According to the latest data by the Insurance Regulatory and Development Authority of India (IRDA), the market size of India’s insurance sector is set to touch $350 to 400 billion by 2020, compared to its current size of $60 billion. Both, the health and life insurance markets in India show great potential for growth. So far, health insurance has been a largely untapped market in the country with less than 2 percent of the healthcare costs covered by insurance. Only 18 percent of the urban population has health insurance cover, according to a 2016 report on the opportunities in Indian healthcare by India Brand Equity Foundation. In 2017-18, the domestic life insurance industry saw a 10.99 percent year-on-year growth. By 2020, 75 crore people in India are projected to be insured in some way or the other, and 35 percent of total life savings will be a part of the insurance sector, as compared to 26 percent in 2009-10.
There’s no denying the fact that India’s insurance market holds vast untapped potential. And with the rising number of young adopters of insurance globally, innovation and digitisation are the only ways to realise this immense opportunity for growth. As stated in World Insurance Report, 2017, availability of multiple digital touchpoints is an important factor for young tech-savvy customers while making decisions about insurance products. Customers today demand insurance products that provide 24/7 self-service, and services that are personalised, convenient, and, most importantly, agile.

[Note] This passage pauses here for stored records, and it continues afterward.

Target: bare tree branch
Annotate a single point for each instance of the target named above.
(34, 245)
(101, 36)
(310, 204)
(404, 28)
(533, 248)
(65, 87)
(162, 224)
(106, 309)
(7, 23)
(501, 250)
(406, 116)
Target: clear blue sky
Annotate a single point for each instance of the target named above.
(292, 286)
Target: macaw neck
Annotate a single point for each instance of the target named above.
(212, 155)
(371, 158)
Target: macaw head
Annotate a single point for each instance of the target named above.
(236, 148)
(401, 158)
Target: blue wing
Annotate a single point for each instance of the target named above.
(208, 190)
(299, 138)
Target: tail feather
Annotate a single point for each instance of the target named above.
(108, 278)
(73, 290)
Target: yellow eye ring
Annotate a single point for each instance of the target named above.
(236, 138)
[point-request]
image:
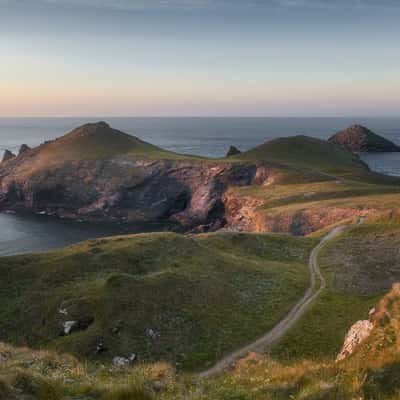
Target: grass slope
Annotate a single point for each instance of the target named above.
(98, 141)
(306, 152)
(370, 373)
(204, 295)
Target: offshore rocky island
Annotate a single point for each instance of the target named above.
(288, 291)
(98, 173)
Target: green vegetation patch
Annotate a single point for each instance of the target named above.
(307, 152)
(184, 299)
(359, 267)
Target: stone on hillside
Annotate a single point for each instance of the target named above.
(357, 334)
(8, 155)
(233, 151)
(124, 361)
(70, 326)
(23, 149)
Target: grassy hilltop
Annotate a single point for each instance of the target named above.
(181, 302)
(198, 294)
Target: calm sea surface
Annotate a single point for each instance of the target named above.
(202, 136)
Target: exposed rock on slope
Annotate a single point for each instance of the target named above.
(358, 138)
(8, 155)
(98, 173)
(233, 151)
(23, 149)
(356, 335)
(95, 172)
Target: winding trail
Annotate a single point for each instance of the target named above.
(291, 318)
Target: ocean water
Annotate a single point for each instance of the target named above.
(202, 136)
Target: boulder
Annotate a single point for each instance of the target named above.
(233, 151)
(124, 361)
(8, 155)
(70, 326)
(23, 149)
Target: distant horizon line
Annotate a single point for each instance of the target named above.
(99, 117)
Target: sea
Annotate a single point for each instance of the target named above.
(203, 136)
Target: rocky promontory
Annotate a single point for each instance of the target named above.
(97, 173)
(359, 139)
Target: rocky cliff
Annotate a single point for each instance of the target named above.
(127, 186)
(98, 173)
(358, 139)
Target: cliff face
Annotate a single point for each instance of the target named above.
(246, 214)
(189, 193)
(358, 139)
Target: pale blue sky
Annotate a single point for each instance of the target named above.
(199, 57)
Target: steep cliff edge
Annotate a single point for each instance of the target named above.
(99, 173)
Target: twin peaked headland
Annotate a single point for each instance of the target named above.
(98, 173)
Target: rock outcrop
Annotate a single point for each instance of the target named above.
(356, 335)
(122, 180)
(23, 149)
(358, 139)
(233, 151)
(98, 173)
(8, 155)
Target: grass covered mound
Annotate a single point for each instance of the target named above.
(184, 299)
(96, 141)
(370, 373)
(360, 267)
(306, 152)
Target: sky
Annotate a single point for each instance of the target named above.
(199, 58)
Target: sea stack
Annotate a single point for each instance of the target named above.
(8, 155)
(359, 139)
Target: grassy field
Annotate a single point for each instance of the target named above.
(183, 288)
(359, 267)
(306, 152)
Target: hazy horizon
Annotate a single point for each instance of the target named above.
(199, 58)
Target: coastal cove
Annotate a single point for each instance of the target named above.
(22, 233)
(29, 233)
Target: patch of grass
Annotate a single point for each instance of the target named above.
(359, 267)
(306, 152)
(202, 296)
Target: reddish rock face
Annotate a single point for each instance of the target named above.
(358, 139)
(184, 192)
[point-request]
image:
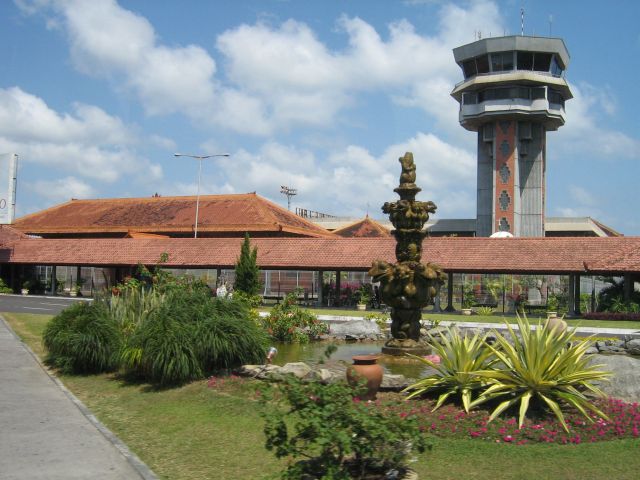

In a research by EY, 80 percent customers are willing to use digital and remote contact channels like web chat, email, mobile apps, etc., instead on interacting with insurers through brokers or agents. Global trends also indicate that customers are increasingly placing extraordinarily high value on the quality of their digital experiences. So much so that 40 percent of customers make the decision to continue or end their relationship with their insurers based on the quality of the experience and interaction. Insurance industry workers echo the sentiments of customers’ exacting demands. Confirming to Capgemini report, 60 percent insurance executives believe that artificial intelligence, connected devices and robotic process automation are three key emerging technologies in the sector.
Suffice it to say that the industry needs immediate and major digital interventions and disruptions in the way it has been operating. Insurance providers around the world are recognising the need to innovate and undertake core technological transformations to stay relevant by providing a greater portfolio of products, and personalised services to the ever-demanding customers or today. In addition to providing customers a more seamless experience, making digital transformation an integral part of their strategy, and accept it as a continuous, ongoing process, will help insurance companies use resources more effectively, improve performance by reducing the margin of error in the claims management process, and reduce costs in the long term. Over time, automated collection and analysis of data from multiple sources will also help companies make smarter insurance decisions while underwriting insurances. Big data analysis will help companies come up with innovative, agile product offerings in shorter periods of time to respond to the changing needs of their customers, as well as open up opportunities for partnerships between traditional insurance, fintech and insurtech companies.
All in all, digital disruption is an inevitability, more than an option, in the insurance sector. Fortunately, it provides benefit for both consumers and insurers. It is imperative that insurers proactively lay the groundwork for digital innovations in their business practices and become early adopters of technology to stay ahead of the competition and generate the best possible business value for their efforts.